6.5 Ionization Energy Trend

Periodic trends in the energetics of ion formation

Chemical reactions are based largely on the interactions between the most loosely bound electrons in atoms, so it is not surprising that the tendency of an atom to gain, lose or share electrons should play an important role in determining its chemical properties.

Periodic trends in ionization energy

The term “ionization energy” always refers to removal of electrons of an atom, leading to the formation of positive ions. In order to remove an electron from an atom, work must be done to overcome the electrostatic attraction between the electron and the nucleus; this work is called the ionization energy of the atom and corresponds to the exothermic process

M(g) → M⁺(g) + e^–

in which M(g) stands for any isolated (gaseous) atom.

An excellent series of  videos on ionization energy and electron affinity from UC-Berkeley:

Ionization energy, electron affinity  (6 min)

Quiz on ionization energy 

An atom has as many ionization energies as it has electrons. Electrons are always removed from the highest-energy occupied orbital. An examination of the successive ionization energies of the first ten elements (below) provides experimental confirmation that the binding of the two innermost electrons (1s orbital) is significantly different from that of the n=2 electrons. Successive ionization energies of an atom increase rapidly as reduced electron-electron repulsion causes the electron shells to contract, thus binding the electrons even more tightly to the nucleus.

The table lists the energies, in electron volts, required to remove each successive electron from the first ten elements.

Figure 6.54 Ionization energy Trend

It’s worth taking some time to examine the rather abrupt jumps in the sequence E1 through E10 as the atomic number increases. Note the very large jumps in the energies required to remove electrons from the 1s orbitals of atoms of the second-row elements Li-Ne.
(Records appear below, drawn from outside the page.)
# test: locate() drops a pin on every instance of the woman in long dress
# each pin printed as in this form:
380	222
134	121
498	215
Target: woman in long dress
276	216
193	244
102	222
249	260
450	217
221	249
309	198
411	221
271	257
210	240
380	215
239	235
Ionization energies increase with the nuclear charge Z as we move across the periodic table. They decrease as we move down the table because in each period the electron is being removed from a shell one step farther from the nucleus than in the atom immediately above it. This results in the familiar zig-zag lines when the first ionization energies are plotted as a function of Z.

 Figure 6.55 Periodic Trend in first Ionization energy

Figure 6.56 Periodic Trend in Period 2 Ionization energy

This more detailed plot of the ionization energies of the atoms of the first ten elements reveals some interesting irregularities that can be related to the slightly lower energies (greater stabilities) of electrons in half-filled (spin-unpaired) relative to completely-filled subshells.

Depicting the ionization energies of the main group elements in the context of the periodic table offers a more comprehensive view of these trends.

Figure 6.57 Periodic Trend in Ionization energy

Some points to note:

• The noble gases have the highest IE’s of any element in the period. This has nothing to do with any mysterious “special stability” of the s²p⁶ electron configuration; it is simply a matter of the high nuclear charge acting on more contracted orbitals.
• IE’s (as well as many other properties) tend not to vary greatly amongst the d-block elements. This reflects the fact that as the more-compact d orbitals are being filled, they exert a screening effect that partly offsets that increasing nuclear charge on the outermost s orbitals of higher principal quantum number.
• Each of the Group 13 elements has a lower first-IE than that of the element preceding it. The reversal of the IE trend in this group is often attributed to the more easy removal of the single outer-shell p electron compared to that of electrons contained in filled (and thus spin-paired) s– and d-orbitals in the preceding elements.